Grenada’s main opposition National Democratic Congress (NDC) on Monday called for a postponement of the November 6 referendum on whether or not it should replace the London-based Privy Council with the Trinidad-based Caribbean Court of Justice (CCJ) as the island’s final court.
Grenadians will vote two years after they voted against replacing the Privy Council with the CCJ by a 12,434 – 9,492 margin in a similar referendum that had six other bills.
NDC acting political leader, Joseph Andall, told a news conference that there was a need for electoral reform as well as to deal with discrepancies in the current CCJ bill.
He said his party, which failed to win a single seat in the last two general elections, would not continue to support the referendum if the government does not suspend the current campaign.

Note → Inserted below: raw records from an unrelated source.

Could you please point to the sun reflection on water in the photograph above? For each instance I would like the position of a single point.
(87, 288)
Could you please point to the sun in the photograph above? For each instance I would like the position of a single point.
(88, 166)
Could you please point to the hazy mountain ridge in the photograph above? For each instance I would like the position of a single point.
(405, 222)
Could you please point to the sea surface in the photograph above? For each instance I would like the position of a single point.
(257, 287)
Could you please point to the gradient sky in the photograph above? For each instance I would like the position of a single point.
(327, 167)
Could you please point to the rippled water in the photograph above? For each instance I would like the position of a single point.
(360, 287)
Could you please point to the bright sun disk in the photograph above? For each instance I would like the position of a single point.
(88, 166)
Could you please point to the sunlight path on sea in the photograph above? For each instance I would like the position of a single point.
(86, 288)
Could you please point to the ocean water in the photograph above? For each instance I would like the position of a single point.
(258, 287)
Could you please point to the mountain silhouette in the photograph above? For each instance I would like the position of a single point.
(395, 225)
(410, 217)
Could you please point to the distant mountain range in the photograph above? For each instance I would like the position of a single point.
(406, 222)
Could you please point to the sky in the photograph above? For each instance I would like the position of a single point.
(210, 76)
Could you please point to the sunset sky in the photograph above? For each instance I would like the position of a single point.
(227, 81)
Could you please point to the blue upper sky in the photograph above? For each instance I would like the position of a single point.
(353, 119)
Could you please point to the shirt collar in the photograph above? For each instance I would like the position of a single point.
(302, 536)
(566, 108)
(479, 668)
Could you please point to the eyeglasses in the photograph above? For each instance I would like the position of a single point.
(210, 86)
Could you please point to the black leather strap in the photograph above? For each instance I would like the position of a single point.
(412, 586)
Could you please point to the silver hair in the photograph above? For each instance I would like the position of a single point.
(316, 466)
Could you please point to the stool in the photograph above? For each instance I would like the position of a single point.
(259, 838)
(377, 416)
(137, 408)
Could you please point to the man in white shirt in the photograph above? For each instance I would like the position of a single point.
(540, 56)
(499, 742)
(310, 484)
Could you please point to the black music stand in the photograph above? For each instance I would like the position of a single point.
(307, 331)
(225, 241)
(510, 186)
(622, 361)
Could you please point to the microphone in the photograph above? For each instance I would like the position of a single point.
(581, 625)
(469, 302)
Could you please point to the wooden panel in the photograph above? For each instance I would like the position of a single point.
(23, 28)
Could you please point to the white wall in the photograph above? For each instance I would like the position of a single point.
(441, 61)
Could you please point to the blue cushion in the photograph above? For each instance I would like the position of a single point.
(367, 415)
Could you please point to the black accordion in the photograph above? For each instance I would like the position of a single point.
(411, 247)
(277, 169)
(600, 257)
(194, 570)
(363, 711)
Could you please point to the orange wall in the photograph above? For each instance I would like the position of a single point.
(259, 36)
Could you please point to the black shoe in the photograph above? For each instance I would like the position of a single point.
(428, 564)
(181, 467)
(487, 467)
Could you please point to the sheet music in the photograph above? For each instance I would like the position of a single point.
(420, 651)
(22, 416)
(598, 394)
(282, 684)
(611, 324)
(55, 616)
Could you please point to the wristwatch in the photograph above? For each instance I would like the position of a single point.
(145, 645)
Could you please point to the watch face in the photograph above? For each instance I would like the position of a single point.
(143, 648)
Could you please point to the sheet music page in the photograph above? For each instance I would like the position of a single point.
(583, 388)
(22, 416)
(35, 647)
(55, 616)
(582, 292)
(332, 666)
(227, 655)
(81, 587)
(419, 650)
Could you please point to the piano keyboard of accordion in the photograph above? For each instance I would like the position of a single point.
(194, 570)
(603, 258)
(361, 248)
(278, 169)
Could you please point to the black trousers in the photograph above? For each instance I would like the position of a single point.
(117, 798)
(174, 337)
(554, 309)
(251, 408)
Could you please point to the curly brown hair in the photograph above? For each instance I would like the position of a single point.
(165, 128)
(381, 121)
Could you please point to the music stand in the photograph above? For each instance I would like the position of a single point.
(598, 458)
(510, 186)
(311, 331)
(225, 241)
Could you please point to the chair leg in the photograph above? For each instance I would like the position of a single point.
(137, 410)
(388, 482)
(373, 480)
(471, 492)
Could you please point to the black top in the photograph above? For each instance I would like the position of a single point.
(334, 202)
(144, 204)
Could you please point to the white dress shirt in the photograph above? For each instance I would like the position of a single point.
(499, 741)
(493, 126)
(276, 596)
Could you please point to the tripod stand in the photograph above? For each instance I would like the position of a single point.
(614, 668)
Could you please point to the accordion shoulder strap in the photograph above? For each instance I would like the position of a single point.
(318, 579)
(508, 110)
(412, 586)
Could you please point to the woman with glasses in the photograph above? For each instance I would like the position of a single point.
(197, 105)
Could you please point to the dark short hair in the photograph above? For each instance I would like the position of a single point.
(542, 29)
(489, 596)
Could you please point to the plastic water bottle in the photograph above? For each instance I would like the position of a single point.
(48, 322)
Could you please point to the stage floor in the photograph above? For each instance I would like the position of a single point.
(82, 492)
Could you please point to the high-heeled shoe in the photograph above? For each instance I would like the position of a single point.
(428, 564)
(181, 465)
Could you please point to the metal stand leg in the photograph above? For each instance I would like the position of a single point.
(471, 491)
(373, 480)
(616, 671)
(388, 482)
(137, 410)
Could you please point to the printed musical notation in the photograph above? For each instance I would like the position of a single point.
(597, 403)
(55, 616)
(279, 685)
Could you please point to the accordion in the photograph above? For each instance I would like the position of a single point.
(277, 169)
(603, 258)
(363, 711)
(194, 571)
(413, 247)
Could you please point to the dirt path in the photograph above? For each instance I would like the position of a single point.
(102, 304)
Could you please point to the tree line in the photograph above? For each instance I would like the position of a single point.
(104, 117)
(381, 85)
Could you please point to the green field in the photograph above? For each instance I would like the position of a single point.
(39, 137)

The Grenada Constitution does not now provide for the Privy Council to be the final court on election petitions and the Trade Union Council’s (TUC) through its representative in the Parliament, has called for that provision to be removed so that elections petition can be heard by the CCJ.
At a recent public meeting, where this matter was raised, attorney Ruggles Ferguson, who is also a member of the CCJ Advisory Committee, explained that the November 6 referendum is not removing any right to go to a final court for any matter.
But Andall told reporters “several legal minds have pointed out specific errors and flaws in the bill that should be rectified before the people of Grenada are ask to vote on it.